The University of Canterbury is the first university in Australasia to develop training through unique access to cloud infrastructure, designed to solve big-data analysis problems for staff and students.

UC Senior Lecturer from the School of Mathematics and Statistics Dr Raazesh Sainudiin secured grants from Databricks Academic Partners Program and Amazon Web Services Educate, which enable free and ongoing access for all UC faculty, staff and students to use cloud computing infrastructure for academic teaching and research.

“This provides UC with huge potential to emerge as a leader in big data analytics in this region of the globe,” Dr Sainudiin says.

“In today's digital world, data about every conceivable aspect of life is being collected and amassed at an unprecedented scale.

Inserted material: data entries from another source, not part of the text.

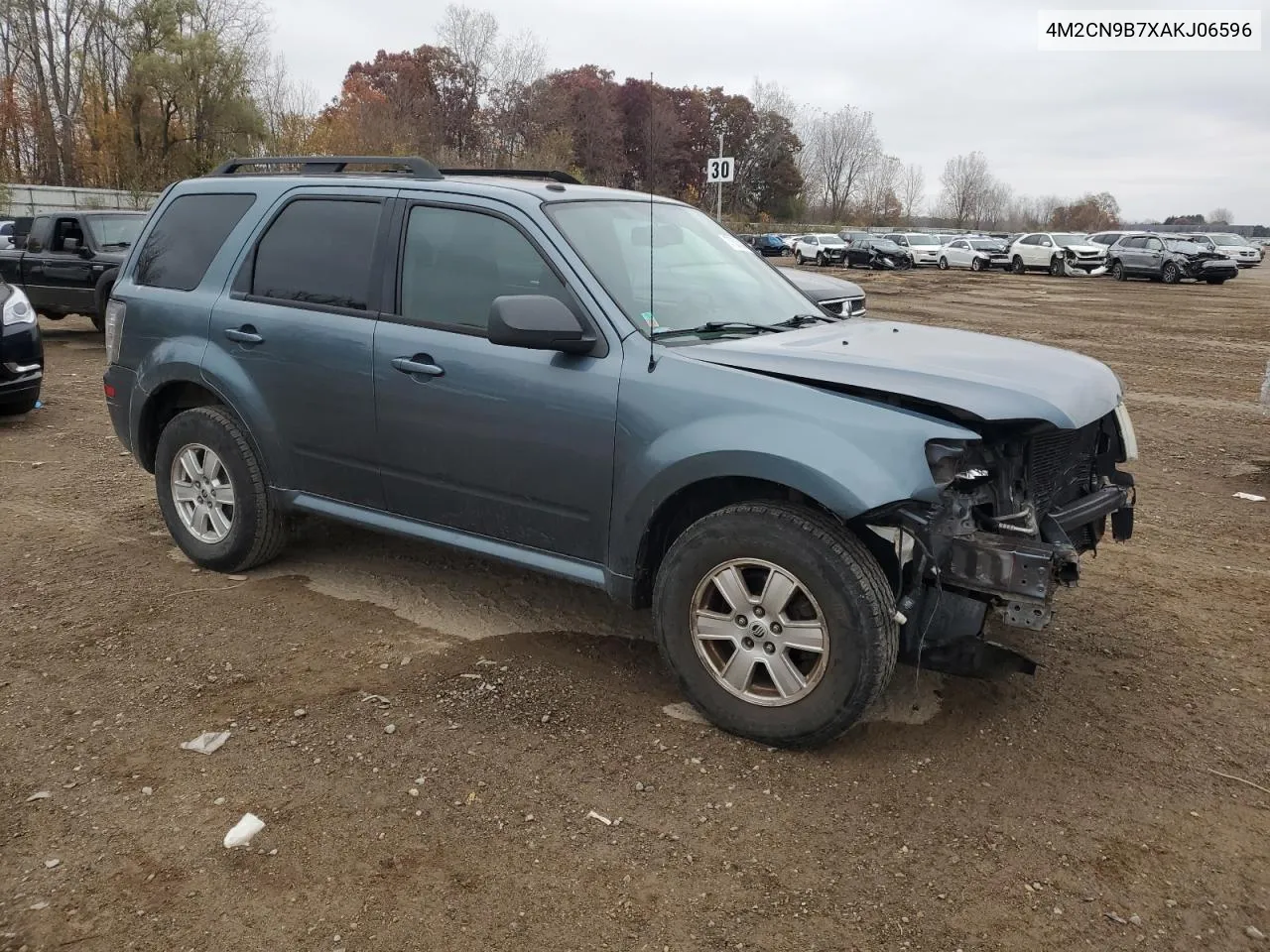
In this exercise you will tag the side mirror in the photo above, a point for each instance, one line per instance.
(538, 322)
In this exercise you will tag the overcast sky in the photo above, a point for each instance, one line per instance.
(1166, 134)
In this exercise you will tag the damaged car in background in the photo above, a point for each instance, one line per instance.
(642, 405)
(1062, 254)
(1169, 258)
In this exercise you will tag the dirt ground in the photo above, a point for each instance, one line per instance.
(1078, 809)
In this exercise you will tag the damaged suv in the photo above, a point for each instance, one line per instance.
(615, 391)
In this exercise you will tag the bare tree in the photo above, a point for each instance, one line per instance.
(472, 36)
(912, 189)
(965, 181)
(838, 148)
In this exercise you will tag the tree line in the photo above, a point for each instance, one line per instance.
(134, 94)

“To give you some idea of how much data we are talking about, IBM estimated that a whopping 2.5 exabytes (2,500,000,000,000,000,000 bytes) of data was generated every single day, and that was back in 2012.

“This massive data could potentially hold answers for many critical questions and problems facing our world today. But to be able to get at these important answers, the first step is to be able to explore and analyse this gargantuan volume of data in a meaningful way.

“Cloud computing allows you to instantly scale up access to over 10,000 off-site computers, as required by the scale of the real-world big data problem at hand, and complete the data analyses in the least amount of time needed - usually a matter of hours.

“What if all past and present recorded and real-time data of earthquakes on the planet could be analysed simultaneously? Or consider the live analysis of every tweet on Earth.

“There are on average 60 tweets per second. The scale of such volumes of data is such that they can't be stored, let alone analysed, by one computer or even a 100 computers in any sort of reasonable timeframe.”

Dr Sainudiin says UC has already established a research cluster with thousands of computer nodes running Apache Spark, a lightning-fast cluster computing engine for large-scale data processing.

As Dr Sainudiin explains, this locally set-up resource taps into the infrastructure provided by these grants and is being used by UC students in a new course STAT478: Special Topics in Scalable Data Science, including several students who are full-time employees in the local tech industry.

“We hope that such industry-academia collaborations will continue to be a dynamic training ground for future employees in our growing data industry,” adds Roger Jarquin, Chief Technical Officer, Wynyard Group.